I have reconsidered and evaluated the evidence which was adduced before the lower court. Both the two complainants maintained that the appellant was one of those who attacked them. 1st complainant claimed He saw the Appellant holding a panga and a torch, and that He actually saw the appellant attack the 2nd complainant and He talked to the appellant asking him why He had cut the 2nd complainant and the appellant responded with a command to others to hit the 1st complainant with tear gas and it was at that stage that 1st complainant was also hit.
The 2nd complainant also maintained that He saw and recognised the appellant as the person who cut him on the left side of his nose and right hand fingers. It is evident that the incident occurred at 8. 00 p.m. when it was already dark. The complainant however maintained that there was torch light. 1st complainant explained that the Appellant moved very close to him and He was therefore able to recognise him. Both complainants knew the appellant very well as the appellant was a brother to 2nd complainant and a cousin to 1st complainant. The possibility of a mistaken identification was therefore minimal. Moreover, in his defence the Appellant did not deny having had a confrontation with the two complainants on the same date and time as alleged by the complainant. What was actually in dispute is what transpired when the two complainants and the appellant had a confrontation.
According to the appellant “a struggle ensued but I got away” but in cross-examination the appellant contradicts himself when He claimed that He escaped from the complainants and that they did not have any physical contact. The version given by the appellant cannot however be true. Both complainants sought refuge at the house of Joseph Kihara (P.W.3) who had also heard the commotion outside. Both were injured and this was consistent with the evidence of the complainants that they were the ones who were attacked. The trial magistrate who saw and assessed the demeanour of the witnesses believed the version of the complainants and rejected that of the appellant and I have no reason to differ with him.
As regards the failure of the complainants to identify the appellant to P.W.3 the person who had attacked them, would not attach much significance to this failure as it is evident that the complainants were at this time both in pain and more concerned with escaping and P.W.3 assisted them by showing them an alternative escape route. There was therefore no time for details.
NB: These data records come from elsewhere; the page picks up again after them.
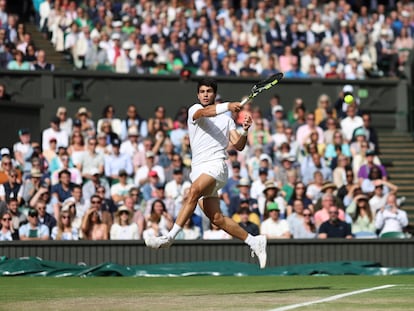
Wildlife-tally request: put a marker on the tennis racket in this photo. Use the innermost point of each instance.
(261, 86)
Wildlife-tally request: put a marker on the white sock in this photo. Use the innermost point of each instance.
(249, 240)
(174, 231)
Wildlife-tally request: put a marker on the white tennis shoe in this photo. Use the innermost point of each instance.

It is true that there were certain inconsistencies regarding the recovery of the teeth and whether both complainants went back to the scene after the incident. This was however not such a crucial inconsistency noting that it relates to events after the alleged assault. I am satisfied that there was sufficient evidence to sustain the appellant’s convictions on both counts 1 and 2.
As regards the sentence, given the mitigating factors put forward by the appellant, the sentence of 18 months imprisonment imposed in respect of count 1 was rather excessive. I would therefore reduce the same to a fine of Kshs.60,000/= in default to serve 12 months imprisonment.
The upshot of the above is that I dismiss the appeal against both convictions but allow the appeal against sentence to the extent of setting aside the sentence of 18 months imprisonment in respect of the 1st count of causing Grievious harm and substituting thereof a fine of Kshs.60,000/- in default to serve 12 months imprisonment.
Orders accordingly.
Dated, signed and delivered this 1st day of February 2007.